Neville was quickly out of breath, puffing and gasping through whatever apparatus was hidden by the scarf. Ahead of them, in the darkness, the sea turned and turned, the
crash and grating sigh of its retreat more imagined than heard. They came out between narrow rows of houses to find it waiting for them in the darkness. Huddled dark shapes of fishing boats were drawn up on the shingle. The roofs of the huts sparkled with frost: the last few nights had been freezing.
‘Do you mind if we walk on the beach?’ Paul said.
‘No, go ahead. It’s all shingle, mind, won’t be easy on that leg.’
Paul’s breath plumed on the air as he slipped and slithered down the slope and half ran the last few yards to the sea. Neville followed slowly, a bulky, top-heavy shape, breathing stertorously through his mouth. At the bottom of the slope, there was a strip of firm, hard sand, but you couldn’t get to it because of the tangle of barbed wire that ran along the water’s edge. A gap in the wire left a space for fishing boats to come and go and presumably for the lifeboat to be launched. That, too, was hauled high on to the shingle, poised like a fish hawk about to dive. Neville joined him and for a time they were silent, looking out to sea through coils of rusting wire, thinking their own thoughts.

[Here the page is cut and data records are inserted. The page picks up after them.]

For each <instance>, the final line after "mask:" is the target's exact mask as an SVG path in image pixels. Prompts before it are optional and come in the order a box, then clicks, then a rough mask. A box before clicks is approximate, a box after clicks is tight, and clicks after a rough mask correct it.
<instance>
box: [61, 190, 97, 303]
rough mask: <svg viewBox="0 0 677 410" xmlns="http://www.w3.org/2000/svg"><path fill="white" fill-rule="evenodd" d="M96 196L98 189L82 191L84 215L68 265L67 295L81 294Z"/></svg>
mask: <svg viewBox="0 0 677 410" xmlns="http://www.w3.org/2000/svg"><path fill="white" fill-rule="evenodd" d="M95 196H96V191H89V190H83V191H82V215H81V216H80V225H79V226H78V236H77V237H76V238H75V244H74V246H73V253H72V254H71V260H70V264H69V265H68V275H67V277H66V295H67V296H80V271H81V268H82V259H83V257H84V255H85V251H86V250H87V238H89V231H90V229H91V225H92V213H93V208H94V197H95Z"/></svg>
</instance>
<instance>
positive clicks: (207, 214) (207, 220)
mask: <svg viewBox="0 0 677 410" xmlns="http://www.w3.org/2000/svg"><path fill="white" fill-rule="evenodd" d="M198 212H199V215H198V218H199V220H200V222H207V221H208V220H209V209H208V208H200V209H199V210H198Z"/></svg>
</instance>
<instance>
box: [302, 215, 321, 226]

It had started to rain and the rain quickly turned to sleet, slanting silver rods disappearing into shining grey-brown pebbles. They turned by mutual consent and walked up the shingle slope, still not having spoken. Paul glanced sideways at Neville, who was struggling up the bank, hunched over, hands thrust deep into his pockets, the moonlight glinting on the whites of his eyes. Paul noticed that the scarf had a curious bulge on one side.
Suddenly Neville put on a burst of speed and pulled ahead. ‘Come on, Tarrant,’ he called over his shoulder. ‘It’s bloody freezing out here, and I could do with a drink.’
They climbed the last ledge on to the path, every step dislodging pebbles that peppered in their wake. The terrace facing the sea had gaps in it, missing teeth in an old man’s mouth. Many of the houses had their windows boarded up, and there were sandbags piled up against the doors.